Rok temu wiosną Iwo zaliczył wycieczkę wokół Kotliny Liptowskiej na Słowacji, pokonując dystans ponad stu kilometrów. Także w ubiegłym roku dokonał iście taternickich przejść, trzykrotnie przechodząc przez główną grań w miejscu, gdzie ma ona 2200-2400 m npm. Pokonał także ściany Kierżmarskiego Szczytu i Łomnicy.
Tydzień temu Iwo wyruszył w kolejną podróż, którą zaczął w rejonie Popradu. Tym razem przeszedł 120 km w kierunku południowym, a w niedzielę dotarł na Węgry. Takie wędrówki są u niedźwiedzi zupełnie naturalne. Młode samce w czasie dyspersji mogą wędrować na duże odległości; bardziej osiadłe są samice.
Zatem na czym polegała niesamowitość wyczynu Iwa? Po pierwsze – podobnie jak niedźwiedzie z Kanady i Skandynawii – Iwo wędrował po nowych szlakach, na których musiał szukać pożywienia. Jednak ciekawsze jest to, iż niedźwiedź poruszał się po obszarach zamieszkałych przez ludzi, pełnych sztucznych barier.

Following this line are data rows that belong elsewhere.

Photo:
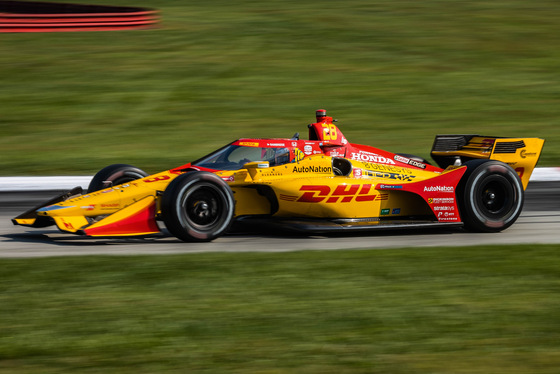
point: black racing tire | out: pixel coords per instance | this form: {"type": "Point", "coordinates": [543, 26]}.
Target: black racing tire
{"type": "Point", "coordinates": [114, 175]}
{"type": "Point", "coordinates": [490, 196]}
{"type": "Point", "coordinates": [197, 207]}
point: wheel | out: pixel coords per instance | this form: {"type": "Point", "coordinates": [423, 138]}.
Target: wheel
{"type": "Point", "coordinates": [490, 196]}
{"type": "Point", "coordinates": [113, 175]}
{"type": "Point", "coordinates": [197, 206]}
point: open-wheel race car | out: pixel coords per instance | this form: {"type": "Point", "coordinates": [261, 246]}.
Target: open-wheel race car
{"type": "Point", "coordinates": [317, 185]}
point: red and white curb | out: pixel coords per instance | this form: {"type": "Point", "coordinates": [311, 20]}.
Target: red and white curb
{"type": "Point", "coordinates": [15, 184]}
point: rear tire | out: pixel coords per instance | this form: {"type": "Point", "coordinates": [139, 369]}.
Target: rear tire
{"type": "Point", "coordinates": [114, 175]}
{"type": "Point", "coordinates": [490, 196]}
{"type": "Point", "coordinates": [197, 207]}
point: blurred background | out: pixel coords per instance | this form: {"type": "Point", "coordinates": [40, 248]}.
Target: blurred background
{"type": "Point", "coordinates": [394, 73]}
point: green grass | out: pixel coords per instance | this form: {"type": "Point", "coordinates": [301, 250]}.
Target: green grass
{"type": "Point", "coordinates": [434, 310]}
{"type": "Point", "coordinates": [394, 73]}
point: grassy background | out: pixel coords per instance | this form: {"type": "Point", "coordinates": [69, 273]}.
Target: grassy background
{"type": "Point", "coordinates": [395, 73]}
{"type": "Point", "coordinates": [433, 310]}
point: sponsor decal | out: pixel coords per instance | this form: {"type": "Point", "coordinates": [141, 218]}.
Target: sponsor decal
{"type": "Point", "coordinates": [409, 161]}
{"type": "Point", "coordinates": [312, 169]}
{"type": "Point", "coordinates": [329, 132]}
{"type": "Point", "coordinates": [446, 216]}
{"type": "Point", "coordinates": [343, 193]}
{"type": "Point", "coordinates": [444, 208]}
{"type": "Point", "coordinates": [390, 186]}
{"type": "Point", "coordinates": [445, 189]}
{"type": "Point", "coordinates": [441, 200]}
{"type": "Point", "coordinates": [401, 177]}
{"type": "Point", "coordinates": [525, 154]}
{"type": "Point", "coordinates": [370, 157]}
{"type": "Point", "coordinates": [156, 179]}
{"type": "Point", "coordinates": [114, 205]}
{"type": "Point", "coordinates": [388, 168]}
{"type": "Point", "coordinates": [249, 144]}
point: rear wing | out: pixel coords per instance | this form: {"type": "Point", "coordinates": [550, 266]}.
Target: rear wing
{"type": "Point", "coordinates": [522, 154]}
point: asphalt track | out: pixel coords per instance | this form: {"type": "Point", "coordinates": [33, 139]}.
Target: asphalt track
{"type": "Point", "coordinates": [538, 223]}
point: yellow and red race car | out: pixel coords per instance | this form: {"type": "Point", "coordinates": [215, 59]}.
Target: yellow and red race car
{"type": "Point", "coordinates": [316, 185]}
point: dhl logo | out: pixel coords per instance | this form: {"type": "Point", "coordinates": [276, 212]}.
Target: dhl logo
{"type": "Point", "coordinates": [342, 193]}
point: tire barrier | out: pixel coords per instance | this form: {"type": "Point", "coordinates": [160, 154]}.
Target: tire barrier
{"type": "Point", "coordinates": [31, 16]}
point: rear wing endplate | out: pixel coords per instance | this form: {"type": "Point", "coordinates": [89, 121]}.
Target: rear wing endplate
{"type": "Point", "coordinates": [522, 154]}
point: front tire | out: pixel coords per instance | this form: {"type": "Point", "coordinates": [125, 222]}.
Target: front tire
{"type": "Point", "coordinates": [491, 196]}
{"type": "Point", "coordinates": [197, 206]}
{"type": "Point", "coordinates": [114, 175]}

W czasie wędrówki Iwo przechodził przez linie kolejowe oraz ruchliwe drogi, których w Europie Środkowej nie brakuje. Najbardziej niebezpieczną z nich, słowacką autostradę D1, pokonał dzięki znajdującemu się ponad nią szerokiemu przejściu dla zwierząt. − zwraca uwagę dr Selva.
Co popchnęło Iwa, by rozpocząć tą trudną wędrówkę? Prawdopodobną przyczyna jest poszukiwanie partnerki.